E.J.カプラン氏の米商務省報告『日本:政府と産業界の関係』(1972年、邦題『日本株式会社』)では、日本のGDPが西ドイツのGDPを1968年に抜いたことを背景に、米民間コンサルティング会社に日本のコンピュータ、自動車、鉄鋼の3産業の調査が依頼され、その調査結果を活用して、「行政指導」(administrative guidance)にも光が当てられた。ロックウッド氏たちの共同日本研究プロジェクト等を参照にして、「日本株式会社」の実態を描き出そうとしたのであった。官民で合意があれば「行政指導」は効果的だが、それがなければ、民間企業はその「ガイダンス」通りには動けないことも書かれている。しかし「ガイダンス」通りに動かなければ、将来に不利益を被るかもしれないので、行政指導は「ニンジンとムチ」(carrots as well as sticks)の機能を持つとも示唆された。「sticks」が「棍棒」と訳されることもあるようで、その時には随分違った印象を与えることになる。ヒュー・パトリック氏とヘンリー・ロゾフスキー氏の大型共同研究プロジェクト『アジアの新巨人:日本』(1976年)においても、「行政指導」が大いに注目されたのだけれど、石油ショックによる大変化に遭遇し、勘違いも含まれ、出版当時の事情が分からなければ理解しにくいものになったと言わざるをえない。出版当時に日本経済に関心を持っていた研究者たちは、その便利で素晴らしい研究成果を利用し続けることになった。たとえば、行政指導についての議論は、都留重人氏の『日本の資本主義』(1993年、中国語訳あり)に盛り込まれている。ジョンソン氏の本では、行政指導に関して重複する議論が避けられていると思う。

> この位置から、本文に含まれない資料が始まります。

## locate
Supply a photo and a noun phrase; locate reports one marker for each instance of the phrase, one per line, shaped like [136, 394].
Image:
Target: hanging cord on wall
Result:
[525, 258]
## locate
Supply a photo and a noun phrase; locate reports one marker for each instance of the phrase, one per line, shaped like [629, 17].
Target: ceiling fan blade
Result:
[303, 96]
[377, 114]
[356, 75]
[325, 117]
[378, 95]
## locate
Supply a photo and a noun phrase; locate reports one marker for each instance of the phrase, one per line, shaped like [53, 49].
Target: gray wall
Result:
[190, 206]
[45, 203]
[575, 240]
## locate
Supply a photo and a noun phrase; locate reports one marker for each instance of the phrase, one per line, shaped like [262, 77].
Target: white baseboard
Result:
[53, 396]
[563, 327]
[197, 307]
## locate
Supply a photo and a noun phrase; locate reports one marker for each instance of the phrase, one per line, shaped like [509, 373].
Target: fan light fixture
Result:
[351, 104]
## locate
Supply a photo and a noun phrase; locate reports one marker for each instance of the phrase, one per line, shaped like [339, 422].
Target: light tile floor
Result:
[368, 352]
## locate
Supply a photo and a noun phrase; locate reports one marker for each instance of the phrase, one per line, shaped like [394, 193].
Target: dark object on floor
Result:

上の新訳を読むと、1964年まで外貨割当により影響力を行使していたものの、それがなくなる前の1962年に「行政指導」が編み出されたようになっている。「行政指導」は『ロンドン・エコノミスト』誌においても注目され続けてゆく。ジョンソン氏が同誌から引用した1979年11月10日の記事の題は「下落する円への回答:為替統制」で、外国為替市場に参加する邦銀に対する大蔵省(現財務省)の「説得」に関するものである。最初の邦訳にはこれの注がなく、英文原書と新訳では掲載誌がわかり、記事にたどり着ける。ジョンソン氏の主張を裏付ける印象深い証拠の一つになっているので注意が必要である。ジョンソン氏が中国研究から日本研究にシフトしたため、彼の日本研究は中国でもよく読まれていて、「中国と日本はよく似ている」と主張されるときに、ジョンソン氏の日本研究が参照されているようなのである。来る9月には、国際学術交流、行政指導や経済計画等をめぐって中国の研究者や若者たちと議論することになっており、今から楽しみにしている。講義・講演は日本語で実施するが、英語で発表されている日本研究を使うことになる。英語というフィルターを通しての「戦後日本の経済史と経済思想」が大テーマであり、その後の学術交流にもつながるように努力したい。